Leydy dice que defender el territorio siendo mujeres no es fácil. No es usual, explica, que ellas hablen de temas relacionados con la tierra. Lo normal es que los hombres, quienes suelen tener la titularidad de la tierra, sean quienes los traten. De hecho, solo el 27% de las personas con derechos agrarios en México son mujeres. A nivel mundial es menos del 20%. Pero cuando ellos no son sensibles a los problemas, precisa Pech, pueden tomar decisiones que perjudiquen a todo el pueblo. Ellas deciden no quedarse al margen, hacer valer la sensibilidad que tienen ante lo que sucede y llevar sus ideas a la toma de decisiones.

Y a las formas de cultivar. Uno de sus fuertes es desplazar desde las comunidades el uso de pesticidas implementando nuevas tecnologías en solares y milpas como abonos, compostas, microorganismos y otras formas agroecológicas para garantizar su seguridad alimentaria. Andrea dice que no es solo aprender a producir, sino el entender qué aporta a una vida sana.

Sus esfuerzos locales contrastan con una compleja realidad, la ONU calcula que si las mujeres agricultoras tuvieran el mismo acceso a recursos que los hombres, 84% de las personas que hoy padecen hambre tendrían acceso a alimentos.

Katab, Xkalot Akal y Yaxché Akal son algunas de las comunidades donde restauran los suelos con ayuda de investigadores del Inifap, agrónomos y grupos que comparten sus experiencias.
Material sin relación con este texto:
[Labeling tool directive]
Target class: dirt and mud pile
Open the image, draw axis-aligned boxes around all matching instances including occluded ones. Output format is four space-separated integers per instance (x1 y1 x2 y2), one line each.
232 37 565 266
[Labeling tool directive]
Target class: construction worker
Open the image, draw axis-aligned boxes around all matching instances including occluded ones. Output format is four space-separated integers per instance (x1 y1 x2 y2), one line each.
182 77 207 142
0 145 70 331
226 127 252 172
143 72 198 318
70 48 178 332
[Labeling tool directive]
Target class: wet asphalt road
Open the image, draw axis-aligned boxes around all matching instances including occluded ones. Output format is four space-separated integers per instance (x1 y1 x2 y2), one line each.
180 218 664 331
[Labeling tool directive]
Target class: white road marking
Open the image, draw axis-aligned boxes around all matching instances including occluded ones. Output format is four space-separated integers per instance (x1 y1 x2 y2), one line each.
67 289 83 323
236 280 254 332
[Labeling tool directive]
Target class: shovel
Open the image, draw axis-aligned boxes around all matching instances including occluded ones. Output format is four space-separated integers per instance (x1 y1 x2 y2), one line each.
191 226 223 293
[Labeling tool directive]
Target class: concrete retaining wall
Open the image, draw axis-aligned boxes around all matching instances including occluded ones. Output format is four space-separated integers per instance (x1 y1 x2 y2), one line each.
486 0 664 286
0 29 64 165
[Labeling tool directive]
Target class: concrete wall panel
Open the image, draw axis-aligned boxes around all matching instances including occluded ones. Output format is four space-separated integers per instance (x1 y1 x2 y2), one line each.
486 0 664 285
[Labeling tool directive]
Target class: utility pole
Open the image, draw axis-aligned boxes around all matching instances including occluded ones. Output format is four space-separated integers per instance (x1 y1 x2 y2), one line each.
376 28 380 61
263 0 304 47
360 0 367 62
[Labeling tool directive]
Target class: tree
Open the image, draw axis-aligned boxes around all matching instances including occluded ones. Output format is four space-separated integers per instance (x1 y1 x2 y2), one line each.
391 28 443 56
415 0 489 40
En El Poste también han instalado jardines botánicos y huertos, ahí vive Doña Evangelina y su esposo, quienes han mejorado su cultivo de traspatio con apoyo de Muuch Kambal. Ambos pasean por su huerto con las voces entrelazadas, hablan de desayunos y comidas que se pueden hacer con las calabazas, el tomate, el cebollín y la hierbabuena que tienen sembrada en noviembre, y de otros guisados que son posibles en verano, cuando siembran otras plantas, también comparten, a modo de instrucciones, los pasos que han seguido para tener hoy su huerto y comparten que nunca falta que alguna de sus vecinas pase a comprar cosecha.

Han recuperado semillas de frijol, calabaza y tomate que ya no eran tan comunes en la región, su plan es compartirlas con más personas. Algo que ya están haciendo a varias manos. El Colectivo Maya de los Chenes y Muuch Kambal lograron un banco con semillas de maíz mejoradas con manejo agroecológico y libres de plaguicidas, la temporada pasada rescataron 19 variedades.

En una visita a Xkalot Akal, Andrea escucha cómo un grupo de mujeres de distintas edades avanzan en la creación de su jardín de plantas medicinales y le comparten la lista de especies que quieren plantar ahí porque ahora las reconocer como parte de los remedios tradicionales, en muchos de los cuales la miel es un elemento irremplazable.

Desde un escalón ancho, Leydy y Andrea comparten, junto a otras compañeras, la llegada de la tarde. Balanceando los pies y, con frescura campechana, se ríen al contar viejos errores que pudieron evitarse y uno que otro desencuentro con los menonitas. Entre todo, se saben acompañadas. Lo dicen: “reconocer a otras mujeres que están en su comunidad haciendo esto que hacen, a través de las plantas medicinales, de los huertos, de la milpa”, le da sentido a su lucha.